A IV Cúpula das Américas, iniciada hoje na cidade argentina de Mar del Plata, não deve ser vista apenas como cenário de confronto, mas pelo ângulo da oportunidade. O presidente americano George W. Bush não fez segredo que pretende apresentar os EUA como “bom vizinho”, que os países do hemisfério têm “interesses comuns” e devem tirar toda a vantagem possível da lógica do livre comércio, usando uma linguagem algo além da retórica diplomática característica desse tipo de encontro. Bush fez questão de destacar a relação privilegiada que tem com o presidente brasileiro, que “surpreendeu muita gente”, como disse em entrevista a quatro veículos de comunicação latino-americanos.
Nessa entrevista, o presidente americano admitiu que ele e Lula podem ter “diferentes sentidos sobre as coisas”, mas garantiu que “no fundo” compartilham ambos os mesmos objetivos. Embora Bush também tenha dito: “Não penso que ter boas relações significa concordar com os EUA o tempo todo”.
O presidente Lula nunca deixou de revelar os interesses “não coincidentes” com os EUA. O maior deles em torno de disputa no comércio exterior, em especial em relação a Área de Livre Comércio das Américas (Alca).
Bush foi preciso ao dizer que pretende preservar o comércio Brasil/EUA, “que está crescendo”. Mas também reconheceu que a Alca “empacou” e que nesse momento a Rodada Doha (da Organização Mundial do Comércio) ultrapassa a Alca como “prioridade”, porque Doha não envolve só a ” nossa vizinhança, mas o mundo inteiro”.

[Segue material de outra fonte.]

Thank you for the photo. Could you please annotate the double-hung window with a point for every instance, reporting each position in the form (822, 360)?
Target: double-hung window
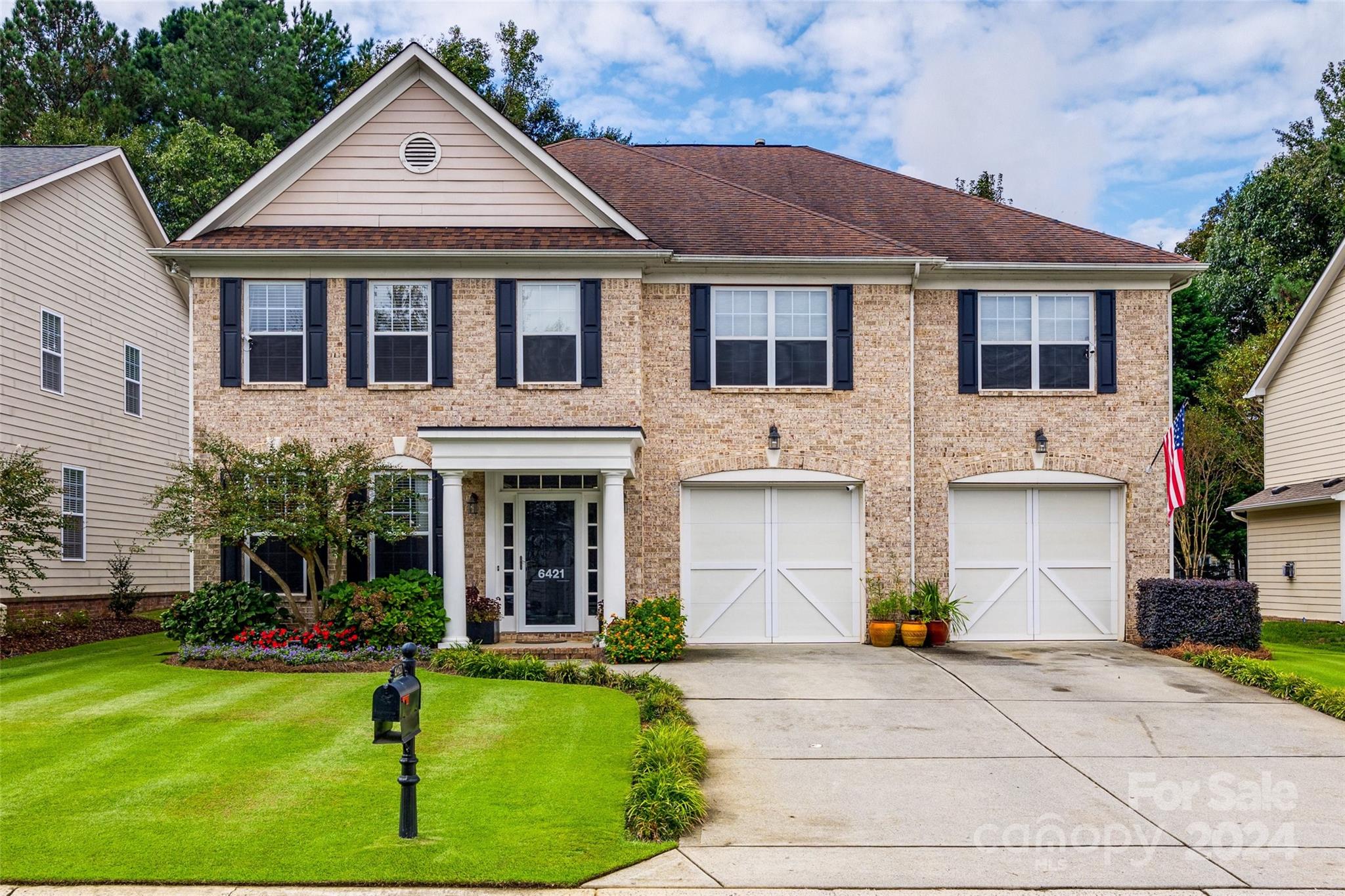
(766, 336)
(275, 335)
(131, 375)
(1036, 340)
(549, 332)
(53, 352)
(400, 323)
(72, 513)
(413, 505)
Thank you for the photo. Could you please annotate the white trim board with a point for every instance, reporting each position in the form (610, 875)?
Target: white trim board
(410, 65)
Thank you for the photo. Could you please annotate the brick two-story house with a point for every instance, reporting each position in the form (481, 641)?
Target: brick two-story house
(743, 373)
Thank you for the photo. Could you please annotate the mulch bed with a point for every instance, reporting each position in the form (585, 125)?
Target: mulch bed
(73, 636)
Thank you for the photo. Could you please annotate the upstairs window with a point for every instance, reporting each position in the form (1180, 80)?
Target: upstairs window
(275, 337)
(766, 336)
(1036, 341)
(72, 513)
(549, 332)
(131, 375)
(400, 314)
(53, 352)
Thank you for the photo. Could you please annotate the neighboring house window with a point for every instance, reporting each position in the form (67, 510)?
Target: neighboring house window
(275, 337)
(53, 352)
(72, 513)
(412, 553)
(549, 332)
(771, 336)
(132, 379)
(1036, 340)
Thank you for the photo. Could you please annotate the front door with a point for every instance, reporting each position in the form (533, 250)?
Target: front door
(550, 597)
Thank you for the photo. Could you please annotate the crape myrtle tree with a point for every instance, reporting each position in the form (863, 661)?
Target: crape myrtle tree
(318, 503)
(30, 519)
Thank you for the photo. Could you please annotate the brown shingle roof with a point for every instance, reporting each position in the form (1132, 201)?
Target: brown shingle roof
(669, 205)
(1296, 494)
(413, 238)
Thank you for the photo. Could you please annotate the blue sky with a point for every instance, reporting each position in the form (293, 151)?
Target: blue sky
(1128, 117)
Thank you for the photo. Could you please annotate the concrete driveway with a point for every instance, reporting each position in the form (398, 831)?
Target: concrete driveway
(1001, 766)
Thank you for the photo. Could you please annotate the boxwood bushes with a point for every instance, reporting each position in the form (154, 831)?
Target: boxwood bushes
(1172, 612)
(665, 798)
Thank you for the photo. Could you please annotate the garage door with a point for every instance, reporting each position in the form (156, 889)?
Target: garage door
(1036, 563)
(771, 563)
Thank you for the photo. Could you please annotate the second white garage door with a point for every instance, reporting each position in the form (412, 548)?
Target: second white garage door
(1036, 563)
(771, 563)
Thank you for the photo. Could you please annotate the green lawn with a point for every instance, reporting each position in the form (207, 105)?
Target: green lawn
(118, 767)
(1312, 649)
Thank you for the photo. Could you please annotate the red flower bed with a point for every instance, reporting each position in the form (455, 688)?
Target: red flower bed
(319, 636)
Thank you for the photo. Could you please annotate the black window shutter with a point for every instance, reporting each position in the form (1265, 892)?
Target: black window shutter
(506, 341)
(843, 337)
(591, 330)
(231, 563)
(441, 331)
(967, 381)
(317, 328)
(357, 333)
(699, 336)
(436, 543)
(231, 332)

Esse reconhecimento é, de certo modo, uma vitória das posições defendidas pela diplomacia brasileira. Posicionamentos firmes do Itamaraty, incluindo a condenação da invasão do Iraque, não tisnaram a relação bilateral Washington/Brasília. Realçar Doha, leia-se OMC, como relevante é o essencial nas palavras de Bush. Tais palavras reconhecem como contendores de um mesmo jogo, a União Européia (UE), os EUA e os interesses dos emergentes liderados pela Índia, China, Brasil e África do Sul, ao lado dos demais integrantes do Grupo dos 20, o conjunto de economias em desenvolvimento que desde 2003 atuam em conjunto para negociar comércio agrícola.
Há alguns dias, quando os europeus comunicaram uma pífia proposta de redução de tarifas para importação agrícola, nem os EUA nem o G-20 aceitaram a oferta. A UE joga com a ameaça de novo fracasso na 6 Conferência Ministerial da OMC em Hong Kong e o comissário de Comércio da UE, Peter Mandelson, fez questão de advertir americanos e emergentes que “nem aquela oferta” será mantida se o outro lado não abrir rápido os mercados de produtos industriais e serviços.

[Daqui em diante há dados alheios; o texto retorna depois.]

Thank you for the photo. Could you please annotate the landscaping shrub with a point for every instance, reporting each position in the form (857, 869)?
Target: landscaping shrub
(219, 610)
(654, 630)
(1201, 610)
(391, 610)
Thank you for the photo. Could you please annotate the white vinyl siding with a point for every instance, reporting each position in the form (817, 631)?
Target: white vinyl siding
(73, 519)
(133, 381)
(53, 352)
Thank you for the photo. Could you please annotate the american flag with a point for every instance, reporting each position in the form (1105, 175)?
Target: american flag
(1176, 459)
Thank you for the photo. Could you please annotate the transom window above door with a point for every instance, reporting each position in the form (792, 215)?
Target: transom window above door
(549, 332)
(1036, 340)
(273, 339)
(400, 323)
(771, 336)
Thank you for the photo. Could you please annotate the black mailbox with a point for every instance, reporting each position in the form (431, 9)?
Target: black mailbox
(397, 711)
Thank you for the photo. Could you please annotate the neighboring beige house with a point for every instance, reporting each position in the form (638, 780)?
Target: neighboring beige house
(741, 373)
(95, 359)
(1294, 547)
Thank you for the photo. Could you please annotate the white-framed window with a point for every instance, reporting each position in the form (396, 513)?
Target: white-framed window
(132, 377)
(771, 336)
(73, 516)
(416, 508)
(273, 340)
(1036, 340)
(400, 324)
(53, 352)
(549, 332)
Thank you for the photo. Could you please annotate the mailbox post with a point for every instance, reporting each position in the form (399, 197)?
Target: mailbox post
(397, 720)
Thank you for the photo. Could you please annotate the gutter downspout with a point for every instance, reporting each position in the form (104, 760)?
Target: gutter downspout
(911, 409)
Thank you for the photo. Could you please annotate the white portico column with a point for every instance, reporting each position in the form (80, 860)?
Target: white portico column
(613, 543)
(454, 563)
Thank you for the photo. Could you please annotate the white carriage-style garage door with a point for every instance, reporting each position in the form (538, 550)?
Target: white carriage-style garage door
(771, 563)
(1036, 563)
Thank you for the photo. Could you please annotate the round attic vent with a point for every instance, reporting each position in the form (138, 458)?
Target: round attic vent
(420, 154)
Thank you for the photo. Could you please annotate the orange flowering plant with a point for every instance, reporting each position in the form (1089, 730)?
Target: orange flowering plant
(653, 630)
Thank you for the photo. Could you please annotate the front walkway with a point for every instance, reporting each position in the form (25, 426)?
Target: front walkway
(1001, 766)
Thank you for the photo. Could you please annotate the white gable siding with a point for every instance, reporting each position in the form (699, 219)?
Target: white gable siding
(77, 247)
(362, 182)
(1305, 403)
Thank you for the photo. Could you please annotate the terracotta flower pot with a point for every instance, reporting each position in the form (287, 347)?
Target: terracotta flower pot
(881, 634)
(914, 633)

Os emergentes querem que os europeus reduzam as tarifas em 54%. A UE ofereceu 47%, mas não linear, como média dos maiores e dos menores cortes, escondendo que deixaria fora do corte a lista de 200 produtos sensíveis, incluindo açúcar. Os EUA não morderam a isca e exigiram corte de 83% nas tarifas agrícolas dos europeus.

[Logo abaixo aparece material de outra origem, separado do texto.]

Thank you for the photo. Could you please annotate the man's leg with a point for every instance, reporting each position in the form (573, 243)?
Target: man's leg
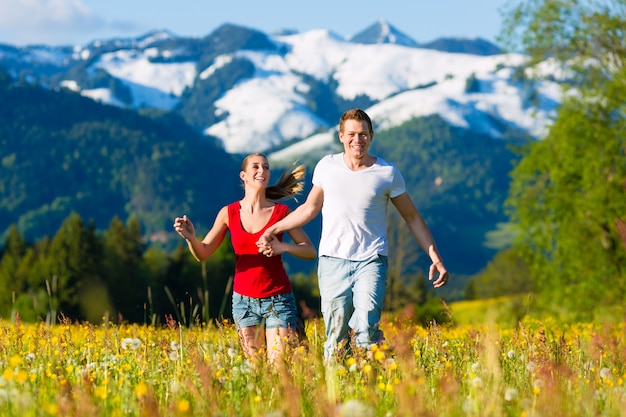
(370, 284)
(336, 299)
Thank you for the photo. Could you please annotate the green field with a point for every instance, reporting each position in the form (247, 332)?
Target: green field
(530, 369)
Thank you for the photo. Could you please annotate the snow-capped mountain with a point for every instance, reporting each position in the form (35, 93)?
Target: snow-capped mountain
(259, 92)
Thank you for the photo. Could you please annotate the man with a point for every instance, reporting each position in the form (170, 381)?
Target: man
(352, 190)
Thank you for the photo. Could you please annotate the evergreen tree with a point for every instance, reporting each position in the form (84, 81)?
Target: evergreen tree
(568, 195)
(124, 272)
(74, 262)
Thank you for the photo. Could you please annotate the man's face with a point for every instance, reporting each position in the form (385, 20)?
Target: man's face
(356, 138)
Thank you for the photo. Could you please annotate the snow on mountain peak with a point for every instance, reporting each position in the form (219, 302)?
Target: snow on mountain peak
(272, 106)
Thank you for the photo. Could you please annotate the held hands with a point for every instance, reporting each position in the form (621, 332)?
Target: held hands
(444, 277)
(268, 245)
(184, 227)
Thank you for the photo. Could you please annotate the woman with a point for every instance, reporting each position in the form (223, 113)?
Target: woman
(264, 308)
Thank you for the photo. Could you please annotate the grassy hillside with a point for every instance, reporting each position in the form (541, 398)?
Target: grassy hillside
(62, 152)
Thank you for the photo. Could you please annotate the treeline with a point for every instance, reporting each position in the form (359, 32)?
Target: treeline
(86, 275)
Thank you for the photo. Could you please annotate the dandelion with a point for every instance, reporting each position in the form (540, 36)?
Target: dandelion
(141, 389)
(477, 382)
(130, 343)
(511, 394)
(22, 376)
(354, 408)
(15, 361)
(183, 406)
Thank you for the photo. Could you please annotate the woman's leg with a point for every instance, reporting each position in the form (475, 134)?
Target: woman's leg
(252, 340)
(277, 340)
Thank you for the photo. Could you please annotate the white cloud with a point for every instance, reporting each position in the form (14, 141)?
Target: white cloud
(46, 21)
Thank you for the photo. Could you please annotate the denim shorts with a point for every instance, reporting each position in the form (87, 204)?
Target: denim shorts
(277, 311)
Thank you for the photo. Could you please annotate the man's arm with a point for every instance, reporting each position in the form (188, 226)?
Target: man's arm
(299, 217)
(423, 236)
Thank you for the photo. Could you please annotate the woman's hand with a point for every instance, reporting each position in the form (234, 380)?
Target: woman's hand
(184, 227)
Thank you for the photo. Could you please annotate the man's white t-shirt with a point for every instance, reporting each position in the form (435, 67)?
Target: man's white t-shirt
(354, 214)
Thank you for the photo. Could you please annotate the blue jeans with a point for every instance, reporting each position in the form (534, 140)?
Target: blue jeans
(352, 294)
(275, 312)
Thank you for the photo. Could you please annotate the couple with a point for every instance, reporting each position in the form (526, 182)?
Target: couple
(352, 190)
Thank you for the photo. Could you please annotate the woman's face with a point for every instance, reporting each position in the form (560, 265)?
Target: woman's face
(257, 172)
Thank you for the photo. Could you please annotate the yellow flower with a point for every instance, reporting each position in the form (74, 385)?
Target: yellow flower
(7, 375)
(15, 361)
(22, 376)
(141, 389)
(101, 393)
(183, 406)
(52, 409)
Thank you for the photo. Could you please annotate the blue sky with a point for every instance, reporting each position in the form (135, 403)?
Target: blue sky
(61, 22)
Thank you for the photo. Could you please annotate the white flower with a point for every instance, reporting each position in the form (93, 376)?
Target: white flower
(511, 394)
(131, 343)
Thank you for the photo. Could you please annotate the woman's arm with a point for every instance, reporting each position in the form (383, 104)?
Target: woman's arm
(201, 250)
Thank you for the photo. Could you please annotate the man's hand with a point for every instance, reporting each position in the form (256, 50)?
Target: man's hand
(443, 278)
(184, 227)
(265, 243)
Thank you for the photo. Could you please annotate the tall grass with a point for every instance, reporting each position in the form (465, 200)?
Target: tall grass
(534, 369)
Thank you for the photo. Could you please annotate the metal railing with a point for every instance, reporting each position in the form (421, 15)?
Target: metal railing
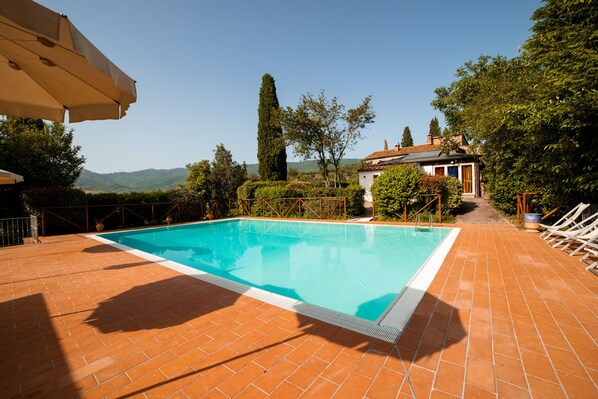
(18, 231)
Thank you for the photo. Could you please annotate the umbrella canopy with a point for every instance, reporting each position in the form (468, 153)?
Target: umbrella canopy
(47, 66)
(7, 177)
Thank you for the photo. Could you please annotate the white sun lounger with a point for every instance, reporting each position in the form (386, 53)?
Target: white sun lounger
(588, 240)
(569, 219)
(593, 267)
(582, 228)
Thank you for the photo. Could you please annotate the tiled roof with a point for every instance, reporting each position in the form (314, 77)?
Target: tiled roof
(403, 151)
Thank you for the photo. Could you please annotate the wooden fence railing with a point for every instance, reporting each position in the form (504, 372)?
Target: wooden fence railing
(405, 217)
(524, 204)
(84, 218)
(307, 208)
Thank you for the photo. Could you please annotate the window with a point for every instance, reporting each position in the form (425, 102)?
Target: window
(453, 171)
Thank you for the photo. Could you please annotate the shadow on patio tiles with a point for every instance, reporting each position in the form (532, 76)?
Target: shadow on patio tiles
(180, 299)
(33, 362)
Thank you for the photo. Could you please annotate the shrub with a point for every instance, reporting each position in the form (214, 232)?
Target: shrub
(45, 197)
(394, 187)
(271, 190)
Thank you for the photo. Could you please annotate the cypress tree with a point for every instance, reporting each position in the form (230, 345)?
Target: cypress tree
(271, 150)
(406, 140)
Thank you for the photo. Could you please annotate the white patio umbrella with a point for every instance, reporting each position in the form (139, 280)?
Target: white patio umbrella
(7, 177)
(47, 67)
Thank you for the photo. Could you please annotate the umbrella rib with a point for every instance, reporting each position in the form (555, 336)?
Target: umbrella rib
(16, 42)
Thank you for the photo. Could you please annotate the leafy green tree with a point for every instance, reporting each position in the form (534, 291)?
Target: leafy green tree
(41, 152)
(486, 104)
(271, 150)
(434, 128)
(321, 128)
(226, 175)
(407, 139)
(198, 178)
(564, 112)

É um fato que a América do Sul ocupa espaço “reduzido” na pauta da diplomacia americana. Se não há tensão militar na região (com exceção do tráfico de drogas), há, por outro lado, muita complementaridade com setores econômicos americanos na América Latina. Sem esquecer o papel que o Brasil poderá ter, ao lado do Mercosul, no novo jogo de forças no comércio internacional, pós-entrada da China como player privilegiado, que será aberto em Hong Kong.
Não será surpresa, portanto, se Bush escolher o cenário da cúpula para declarações por redução de tarifas agrícolas no mundo, com os europeus e asiáticos pagando a conta, é claro.
Quanto a exacerbados confrontos políticos-ideológicos, a retórica conhecida nos dois lados, Bush e Chávez, tomará conta, sem produzir efeitos além do cenário da reunião. Para um público ideologicamente definido Bush dará a impressão que dá recados na direção de Havana ou Caracas. Ledo engano. Hoje, o destino prioritário das mensagens de Washington é Peter Mandelson e os seus liderados.